I wasn’t able to get a duymp of lspci, but the offending device did have this under it: !!! Unknown header type 7f. I’ve read that this means the card wasn’t reset correctly.

FurryJackman · July 12, 2018, 12:13pm

Your first post has a minor error:

The 1900X is Threadripper and runs on X399…

You need to suppress PCI-E Errors on Threadripper as the upstream kernel is still in the early stages of solving Threadripper issues with PCI-E. You need to update your AGESA to solve SOME of the issues with that.

Threadripper & PCIe Bus Errors Linux

Having lots of fun with Threadripper the last few weeks. I haven’t seen much traffic on this, so I’m making a post here in hopes that people searching for it will find this thread on the Level1 forum. I intend to link to other places on the internet where people might be discussing and/or resolving this issue. This seems really similar to a problem that Intel’s X99 had on launch that was fixed with a later software update. PCIe Bus errors occur in certain circumstances (“by default”) on popular distros such as Fedora and Ubuntu. I have tested as far as 4.13-git and the errors still occur. As I mentioned on my VFIO live stream the other day, you can mitigate the issue by disabling message signaled interrupts and/or memory mapped IO. I’ve had some conflicting reports that disabling mmio also disables msi, but I’m not too sure about that because of what I’m seeing in load testing. Here are the errors Threadripper users are seeing: [ 641.339624] dpc 0000:00:01.1:pcie010: DPC containment event, status:0x1f00 source:0x0000 [ 641.339641] pcieport 0000:00:01.1: AER: Corrected error received: id=0000 [ 641.339646] pcieport 0000:00:01.1: PCIe Bus Error: severity=Corrected, type=Data Link Layer, id=0009(Receiver ID) [ 641.339649] pcieport 0000:00:01.1: device [1022:1453] error status/mask=00000040/00006000 [ 641.339652] pcieport 0000:00:01.1: [ 6] Bad TLP [ 643.385764] dpc 0000:00:01.1:pcie010: DPC containment event, status:0x1f00 source:0x0000 [ 643.385783] pcieport 0000:00:01.1: AER: Corrected error received: id=0000 [ 643.385787] pcieport 0000:00:01.1: PCIe Bus Error: severity=Corrected, type=Data Link Layer, id=0009(Receiver ID) [ 643.385791] pcieport 0000:00:01.1: device [1022:1453] error status/mask=00000040/00006000 [ 643.385794] pcieport 0000:00:01.1: [ 6] Bad TLP [ 648.193351] dpc 0000:00:01.1:pcie010: DPC containment event, status:0x1f00 source:0x0000 [ 648.193372] pcieport 0000:00:01.1: AER: Multiple Corrected…
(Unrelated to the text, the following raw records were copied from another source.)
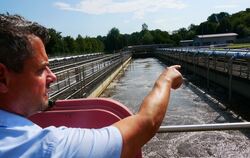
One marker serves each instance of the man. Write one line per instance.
(24, 82)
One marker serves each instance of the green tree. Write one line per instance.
(113, 40)
(55, 44)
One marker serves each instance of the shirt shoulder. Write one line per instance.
(77, 142)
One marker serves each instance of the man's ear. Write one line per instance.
(3, 78)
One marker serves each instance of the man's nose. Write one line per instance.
(51, 75)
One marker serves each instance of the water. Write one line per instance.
(186, 107)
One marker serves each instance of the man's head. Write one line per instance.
(14, 43)
(24, 73)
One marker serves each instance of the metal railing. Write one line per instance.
(204, 127)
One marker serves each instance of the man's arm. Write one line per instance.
(136, 130)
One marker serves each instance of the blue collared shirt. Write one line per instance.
(20, 137)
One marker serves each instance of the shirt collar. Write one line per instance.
(8, 119)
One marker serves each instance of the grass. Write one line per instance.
(240, 45)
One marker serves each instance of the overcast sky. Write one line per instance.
(97, 17)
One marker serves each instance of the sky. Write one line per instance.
(97, 17)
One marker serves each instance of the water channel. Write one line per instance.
(186, 107)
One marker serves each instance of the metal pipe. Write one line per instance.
(204, 127)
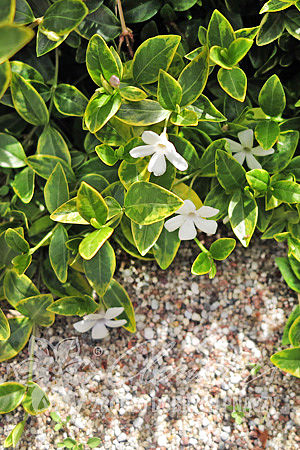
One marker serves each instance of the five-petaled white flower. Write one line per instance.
(99, 321)
(160, 148)
(245, 149)
(188, 217)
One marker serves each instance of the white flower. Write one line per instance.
(98, 322)
(188, 217)
(160, 148)
(245, 149)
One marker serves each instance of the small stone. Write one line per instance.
(148, 333)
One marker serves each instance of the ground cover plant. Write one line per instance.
(136, 125)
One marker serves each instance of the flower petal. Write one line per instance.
(174, 223)
(252, 163)
(207, 211)
(187, 231)
(115, 323)
(157, 164)
(259, 151)
(246, 138)
(234, 146)
(240, 157)
(142, 150)
(149, 137)
(177, 160)
(207, 226)
(187, 207)
(114, 312)
(99, 330)
(84, 325)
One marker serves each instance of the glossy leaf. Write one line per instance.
(152, 55)
(100, 269)
(74, 306)
(146, 203)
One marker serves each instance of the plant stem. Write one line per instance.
(126, 33)
(201, 246)
(54, 85)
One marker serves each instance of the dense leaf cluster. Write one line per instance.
(80, 81)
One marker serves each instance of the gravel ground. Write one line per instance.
(169, 385)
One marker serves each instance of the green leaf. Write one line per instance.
(16, 433)
(286, 146)
(67, 213)
(258, 179)
(286, 191)
(12, 154)
(272, 97)
(24, 14)
(11, 395)
(292, 23)
(17, 287)
(23, 184)
(106, 154)
(102, 22)
(169, 91)
(230, 173)
(143, 113)
(63, 16)
(28, 102)
(44, 165)
(165, 248)
(35, 308)
(294, 333)
(16, 241)
(36, 400)
(132, 93)
(267, 133)
(7, 12)
(90, 245)
(12, 39)
(130, 173)
(243, 211)
(20, 329)
(116, 296)
(74, 306)
(100, 60)
(222, 248)
(238, 49)
(287, 273)
(206, 111)
(275, 5)
(288, 360)
(21, 263)
(295, 314)
(56, 191)
(234, 82)
(100, 109)
(5, 77)
(59, 254)
(69, 101)
(152, 55)
(147, 203)
(100, 269)
(202, 264)
(271, 28)
(145, 236)
(45, 45)
(4, 327)
(219, 31)
(90, 204)
(193, 78)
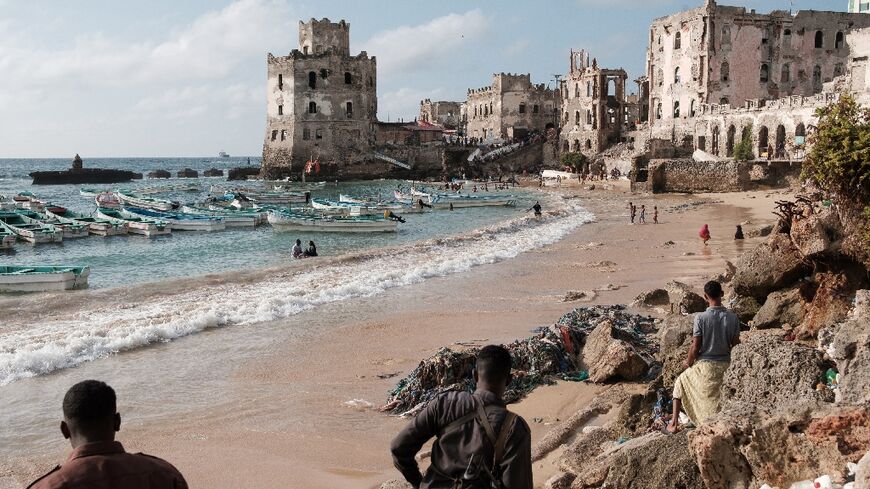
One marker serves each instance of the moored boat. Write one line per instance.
(42, 278)
(179, 221)
(135, 224)
(297, 221)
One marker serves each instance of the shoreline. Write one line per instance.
(281, 418)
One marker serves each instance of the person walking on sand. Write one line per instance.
(704, 234)
(715, 333)
(478, 442)
(90, 421)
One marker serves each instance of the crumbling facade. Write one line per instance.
(593, 106)
(511, 107)
(321, 101)
(445, 114)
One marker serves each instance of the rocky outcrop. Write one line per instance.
(781, 307)
(770, 373)
(773, 265)
(610, 358)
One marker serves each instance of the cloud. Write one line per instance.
(415, 48)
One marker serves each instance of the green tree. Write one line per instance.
(743, 150)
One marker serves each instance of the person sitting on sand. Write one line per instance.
(312, 250)
(714, 333)
(90, 420)
(297, 249)
(478, 441)
(704, 234)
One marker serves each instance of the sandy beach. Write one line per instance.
(294, 404)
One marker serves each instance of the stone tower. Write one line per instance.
(321, 102)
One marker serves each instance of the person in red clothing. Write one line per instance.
(90, 420)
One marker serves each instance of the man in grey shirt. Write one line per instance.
(716, 331)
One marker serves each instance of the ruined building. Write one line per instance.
(511, 107)
(321, 101)
(443, 113)
(593, 106)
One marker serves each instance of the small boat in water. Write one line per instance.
(298, 221)
(30, 232)
(179, 221)
(135, 224)
(43, 278)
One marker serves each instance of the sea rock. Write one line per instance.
(781, 307)
(159, 174)
(772, 265)
(771, 373)
(610, 358)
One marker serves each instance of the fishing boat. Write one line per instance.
(135, 224)
(128, 198)
(69, 229)
(43, 278)
(231, 217)
(96, 225)
(30, 232)
(179, 221)
(298, 221)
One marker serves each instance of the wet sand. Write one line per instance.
(264, 405)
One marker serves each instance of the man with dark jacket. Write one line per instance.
(479, 442)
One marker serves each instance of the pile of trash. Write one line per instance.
(552, 353)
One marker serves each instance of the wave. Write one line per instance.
(93, 333)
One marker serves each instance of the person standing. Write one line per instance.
(715, 333)
(478, 442)
(90, 421)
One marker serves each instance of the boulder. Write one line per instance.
(610, 358)
(781, 307)
(772, 373)
(772, 265)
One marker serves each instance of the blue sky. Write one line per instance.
(171, 78)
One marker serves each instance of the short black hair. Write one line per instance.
(89, 401)
(494, 362)
(713, 289)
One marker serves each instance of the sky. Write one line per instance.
(187, 78)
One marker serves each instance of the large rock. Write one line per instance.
(770, 373)
(772, 265)
(610, 358)
(781, 307)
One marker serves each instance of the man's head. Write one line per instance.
(90, 413)
(493, 369)
(713, 293)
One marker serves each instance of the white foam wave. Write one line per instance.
(91, 334)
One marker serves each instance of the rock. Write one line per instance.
(610, 358)
(781, 307)
(655, 297)
(771, 373)
(159, 174)
(772, 265)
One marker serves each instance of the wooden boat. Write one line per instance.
(298, 221)
(135, 224)
(69, 229)
(179, 221)
(96, 225)
(33, 233)
(130, 199)
(231, 217)
(43, 278)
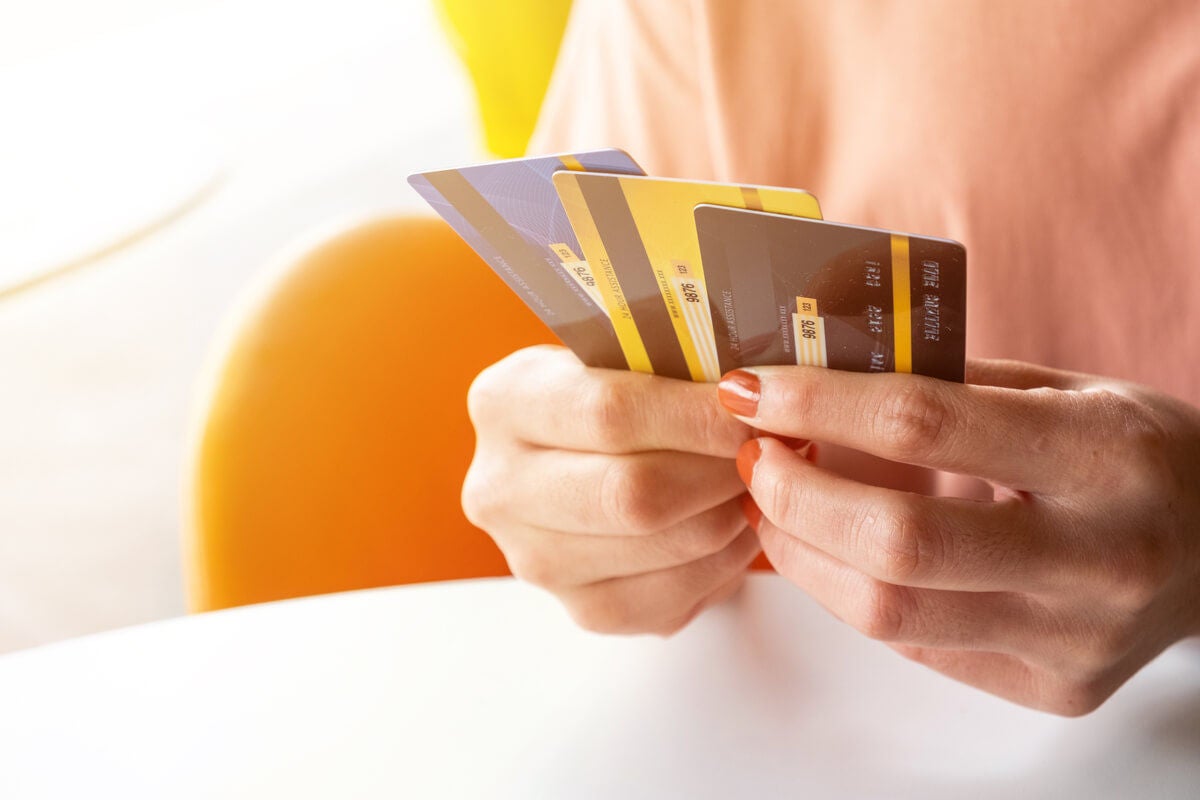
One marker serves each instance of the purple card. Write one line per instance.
(510, 214)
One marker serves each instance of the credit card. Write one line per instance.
(509, 212)
(791, 290)
(640, 235)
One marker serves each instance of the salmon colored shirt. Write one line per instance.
(1057, 139)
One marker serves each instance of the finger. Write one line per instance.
(1019, 374)
(659, 602)
(544, 396)
(1013, 679)
(898, 536)
(999, 434)
(991, 621)
(556, 560)
(589, 493)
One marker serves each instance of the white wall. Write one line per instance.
(276, 118)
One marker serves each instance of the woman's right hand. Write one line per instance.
(616, 491)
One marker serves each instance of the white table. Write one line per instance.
(485, 689)
(316, 110)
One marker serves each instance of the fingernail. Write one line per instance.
(747, 458)
(751, 510)
(792, 443)
(739, 391)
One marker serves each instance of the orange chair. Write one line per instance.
(333, 432)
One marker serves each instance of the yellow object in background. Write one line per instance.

Elitist-Neckbeard · July 13, 2018, 9:20pm

I did have those errors, and following derpology’s advice solved them for now. The alternative to turning pcie_aspm off is dissabling pcie error messages, which doesn’t seem to solve the problem more than covering it up.
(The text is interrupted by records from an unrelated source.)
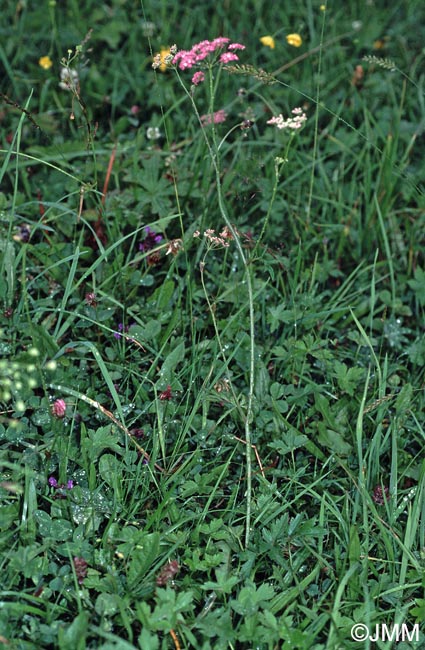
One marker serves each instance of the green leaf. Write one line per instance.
(418, 285)
(170, 363)
(74, 636)
(143, 557)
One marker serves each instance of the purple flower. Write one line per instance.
(59, 408)
(53, 483)
(150, 241)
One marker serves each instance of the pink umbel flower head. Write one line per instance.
(214, 118)
(227, 57)
(186, 59)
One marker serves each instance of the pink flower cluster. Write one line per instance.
(186, 59)
(214, 118)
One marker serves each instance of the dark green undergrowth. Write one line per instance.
(212, 443)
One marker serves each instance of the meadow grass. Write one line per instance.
(211, 335)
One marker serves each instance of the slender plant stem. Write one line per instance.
(213, 150)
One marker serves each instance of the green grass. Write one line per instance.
(240, 462)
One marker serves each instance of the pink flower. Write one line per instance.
(198, 77)
(59, 408)
(216, 118)
(227, 57)
(186, 59)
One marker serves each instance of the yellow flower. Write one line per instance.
(268, 41)
(294, 39)
(164, 52)
(45, 62)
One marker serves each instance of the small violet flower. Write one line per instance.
(198, 78)
(150, 241)
(54, 484)
(121, 328)
(59, 408)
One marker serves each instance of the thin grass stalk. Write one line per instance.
(245, 262)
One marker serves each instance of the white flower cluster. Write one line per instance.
(294, 123)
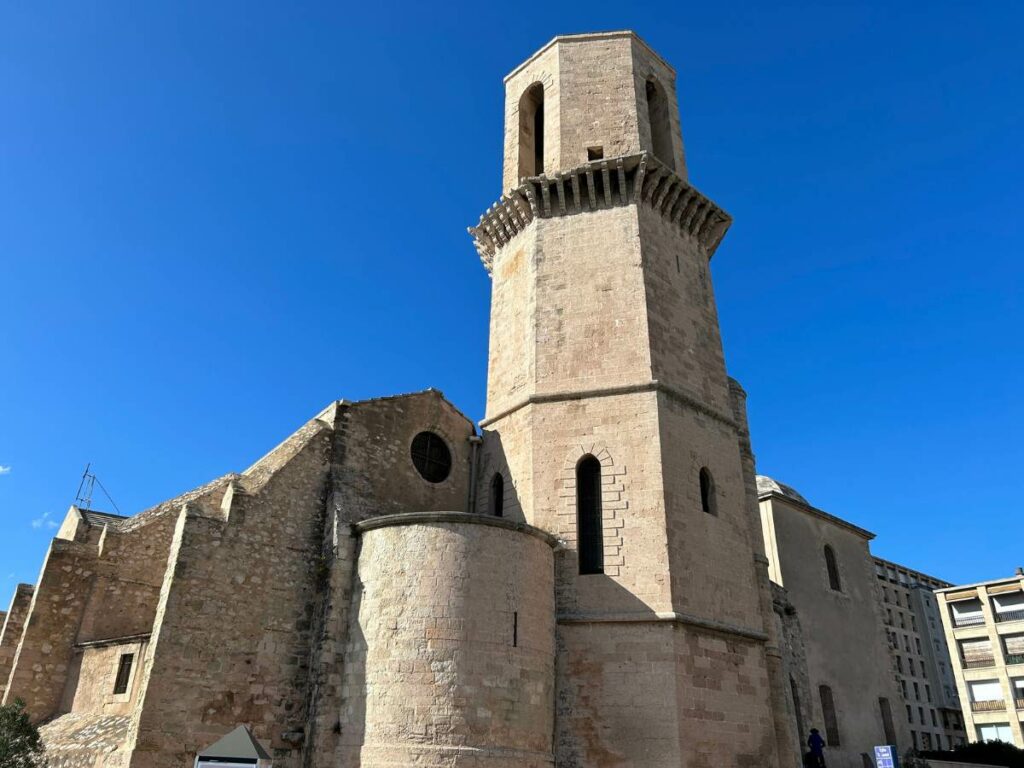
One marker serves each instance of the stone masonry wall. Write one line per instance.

I had that issue Wendell mentioned all the time before I set that kernel argument. This amd_iommu_unmap problem I’m having only occurs when I shutdown the virtual machine.

It seems like the Threadripper, x399, and Vega each have a variety of unrelated problems.

elixir77 · December 14, 2018, 4:19pm

Sorry, very dumb question here, but where in the XML is this added and does is need to point directly to the GPU with the domain, bus, and slot? Or does this not matter and the VM will figure it out itself?